Unfortunately, even if Musk decides to expand Tesla into the mining business today, it will l take time to permit and develop a gigamine, and time is another commodity that is in short supply for EV automakers.
Benchmark has long been warning of lithium battery material shortfalls and price spikes if the automotive original equipment manufacturers, governments, and financial institutions did not invest early into the mines that feed minerals and metals into the EV supply chains.
The United Kingdom-based battery supply chain analyst has watched global lithium battery production surge from 59 gigawatt-hours in 2015 to 400 GWh in 2021 – and is forecasting a 50% leap to 600 GWh this year.
With at least 285 battery gigafactories in various stages of planning and construction, Benchmark foresees even sharper battery production rises on the horizon, as long as the mining sector can feed enough minerals and metals into the lithium-ion battery supply chains.
This, however, is a tall order for an industry that moves on geological timescales in comparison to the lightspeed expansion of the downstream EV sector.
Benchmark Mineral Intelligence CEO Simon Moores and Morgan Bazilian, director of the Payne Institute and professor of public policy at the Colorado School of Mines, believe that automakers will need to directly support mining with their financial wherewithal and political clout in order to feed the battery factories powering their EV ambitions.

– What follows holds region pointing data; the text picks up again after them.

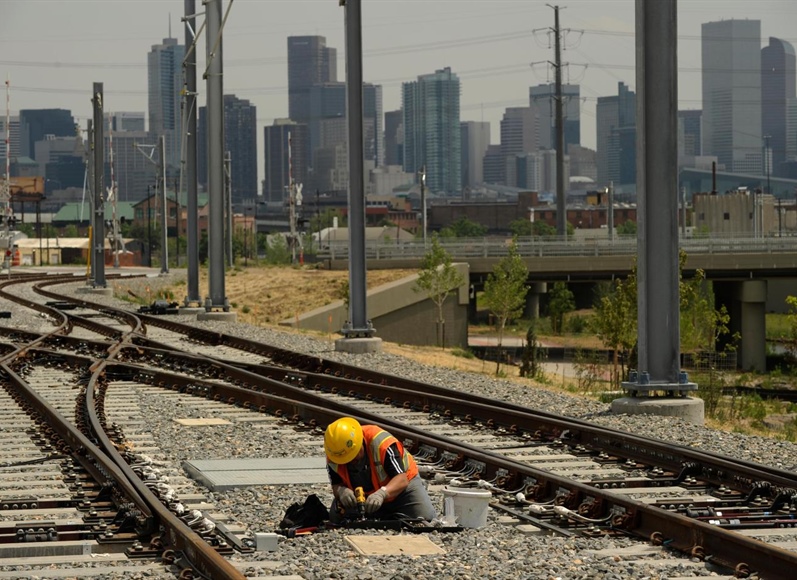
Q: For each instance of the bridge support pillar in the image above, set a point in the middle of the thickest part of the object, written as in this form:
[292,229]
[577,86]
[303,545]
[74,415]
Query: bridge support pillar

"Big talk on EVs must now mean equally as big statements on mining," the battery minerals and policy experts penned in an April 8 editorial directed at automakers. "After all, a gigafactory without secure raw materials is as useful to an OEM (original equipment manufacturer) as a grain silo."
Musk has long realized that Tesla may be required to get into the mining business.
"We might get into the mining business. I don't know," the EV pioneer said in 2019. "We'll do whatever we have to ensure that we can scale at the fastest rate possible."
So far, however, the electric automaker has only been indirectly linked to mining through offtake agreements and other partnerships aimed at securing battery materials from companies that are and hope to be producing them.
General Motors, Volkswagen, BMW, and other automakers have also entered into deals to secure cobalt, graphite, lithium, and nickel from mining companies but have been hesitant to roll up their sleeves and directly dig up these minerals and metals themselves.
While understanding this reluctance, Moores and Bazilian advise automakers that "to have the ultimate sway of industrial power you need to own the mines, in part or in full."
Musk's April 8 tweet suggests the EV trailblazer agrees. However, we will have to wait and see if Tesla is ready to develop gigamines and gigarefineries at the front end of the electric automaker's global supply chains.